La cessation d'activité des fonderies de Montchanin-Le Creusot laisse des ateliers déserts avec une odeur de mort : mort de l'usine,
mort du travail de l'homme, de l'objet industriel, de tout un ensemble de relations, d'interactions entre les hommes.
Destruction des modèles nés des mains des ouvriers modeleurs que l'on appelait à juste titre « les ébénistes de l'industrie ».
Modèle : Appareil permettant de reproduire une pièce déterminée par les procédés utilisés en fonderie pour la réalisation de
l'empreinte du moule dans lequel sera coulée la pièce métallique ( Cf. Larousse).
Ce massacre est achevé par le bulldozer qui vide à grands coups de pelle ces ateliers des vestiges de leurs passés.

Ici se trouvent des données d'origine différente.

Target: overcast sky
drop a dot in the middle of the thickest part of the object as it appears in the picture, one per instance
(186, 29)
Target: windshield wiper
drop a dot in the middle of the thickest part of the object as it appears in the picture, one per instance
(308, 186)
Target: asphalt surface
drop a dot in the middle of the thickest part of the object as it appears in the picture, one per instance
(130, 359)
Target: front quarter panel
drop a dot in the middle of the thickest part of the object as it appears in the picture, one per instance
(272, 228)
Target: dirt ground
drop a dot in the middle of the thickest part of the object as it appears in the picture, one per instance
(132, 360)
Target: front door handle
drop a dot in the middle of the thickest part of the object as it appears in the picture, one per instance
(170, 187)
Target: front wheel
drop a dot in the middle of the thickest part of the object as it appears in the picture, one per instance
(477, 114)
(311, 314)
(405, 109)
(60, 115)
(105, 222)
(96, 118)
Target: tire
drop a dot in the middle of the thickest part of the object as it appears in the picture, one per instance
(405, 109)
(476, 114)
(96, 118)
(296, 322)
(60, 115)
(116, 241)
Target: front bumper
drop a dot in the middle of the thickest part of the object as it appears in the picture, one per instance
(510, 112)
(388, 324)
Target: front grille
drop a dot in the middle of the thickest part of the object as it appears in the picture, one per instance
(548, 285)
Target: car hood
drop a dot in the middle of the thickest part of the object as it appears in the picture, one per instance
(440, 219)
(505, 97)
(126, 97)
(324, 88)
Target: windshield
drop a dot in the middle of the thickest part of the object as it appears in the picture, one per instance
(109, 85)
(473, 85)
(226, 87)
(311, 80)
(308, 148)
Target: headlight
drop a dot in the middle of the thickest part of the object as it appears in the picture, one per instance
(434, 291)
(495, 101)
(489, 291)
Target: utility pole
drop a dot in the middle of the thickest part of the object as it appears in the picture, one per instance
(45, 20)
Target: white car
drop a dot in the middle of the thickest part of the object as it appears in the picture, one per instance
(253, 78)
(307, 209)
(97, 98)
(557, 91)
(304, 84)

Mais l'artiste ne fait pas de discours, il organise la fête, face à cette mort il inscrira son activité dans la
satisfaction véhémente de la pulsion de vie. Son résultat sera peut-être comme les masques Dogon ou les effigies Egyptiennes,
des abandons en même temps que des défenses, mais il sera.

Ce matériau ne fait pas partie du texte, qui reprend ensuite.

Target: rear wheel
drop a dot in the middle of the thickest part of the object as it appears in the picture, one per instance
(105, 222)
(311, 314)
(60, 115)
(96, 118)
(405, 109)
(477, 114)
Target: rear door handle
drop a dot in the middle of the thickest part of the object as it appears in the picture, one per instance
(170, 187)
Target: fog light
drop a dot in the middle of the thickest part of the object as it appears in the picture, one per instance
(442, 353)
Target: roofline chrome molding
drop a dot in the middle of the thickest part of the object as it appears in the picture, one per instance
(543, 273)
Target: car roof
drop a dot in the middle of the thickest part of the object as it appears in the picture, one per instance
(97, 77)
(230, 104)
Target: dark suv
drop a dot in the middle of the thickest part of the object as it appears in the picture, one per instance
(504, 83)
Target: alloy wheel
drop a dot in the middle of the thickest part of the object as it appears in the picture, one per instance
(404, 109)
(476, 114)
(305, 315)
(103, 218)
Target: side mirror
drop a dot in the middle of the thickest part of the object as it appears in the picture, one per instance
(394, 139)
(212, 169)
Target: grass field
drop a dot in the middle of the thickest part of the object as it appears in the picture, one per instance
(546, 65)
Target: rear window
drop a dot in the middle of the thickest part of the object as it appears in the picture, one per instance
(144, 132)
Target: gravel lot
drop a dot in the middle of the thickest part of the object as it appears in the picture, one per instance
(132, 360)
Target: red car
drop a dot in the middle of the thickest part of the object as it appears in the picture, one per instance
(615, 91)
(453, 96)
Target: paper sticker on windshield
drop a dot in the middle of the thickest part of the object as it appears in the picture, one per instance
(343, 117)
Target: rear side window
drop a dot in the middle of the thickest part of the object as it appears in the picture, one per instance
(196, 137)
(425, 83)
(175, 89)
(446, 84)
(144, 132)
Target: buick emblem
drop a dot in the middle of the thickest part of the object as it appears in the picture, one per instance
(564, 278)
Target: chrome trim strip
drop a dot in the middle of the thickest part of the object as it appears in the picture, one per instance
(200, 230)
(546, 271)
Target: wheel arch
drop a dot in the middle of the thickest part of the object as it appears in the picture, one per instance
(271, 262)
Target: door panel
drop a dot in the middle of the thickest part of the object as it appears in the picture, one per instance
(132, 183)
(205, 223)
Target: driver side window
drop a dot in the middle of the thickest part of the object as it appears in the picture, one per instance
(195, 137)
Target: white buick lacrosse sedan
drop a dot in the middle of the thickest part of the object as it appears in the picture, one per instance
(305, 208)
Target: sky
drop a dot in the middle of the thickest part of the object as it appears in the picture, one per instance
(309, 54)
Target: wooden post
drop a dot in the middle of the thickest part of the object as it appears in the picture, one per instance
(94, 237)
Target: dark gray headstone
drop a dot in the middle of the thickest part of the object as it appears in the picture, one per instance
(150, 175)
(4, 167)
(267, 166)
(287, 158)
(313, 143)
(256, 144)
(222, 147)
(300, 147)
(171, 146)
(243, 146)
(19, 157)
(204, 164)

L'imaginaire est un voleur. Il voit la richesse des formes, des volumes qu'offrent ces modèles. Dans ce bric à brac de géants, il prélève sa dîme.
Puis dans l'atelier, sans scrupule, il transforme les uns, en crée d'autres. Il les détourne de leur fonction première. Les appareils
servant à répéter l'objet industriel se font alors l'écho des rêves les plus fous.
L'objet industriel a maintenant assez d'histoire pour parler à notre époque. Il est chargé de mémoire, il est donc sacré.
Son lot est d'être soit ignoré, soit adulé. Entre l'ethnologue et le casseur, l'artiste se glisse et dérobe l'objet pour mieux le dévoiler,
le rendre au autres, aux siens, comme totem de leurs vies. Savoir d'où l'on vient est un repère pour se guider ou l'on va.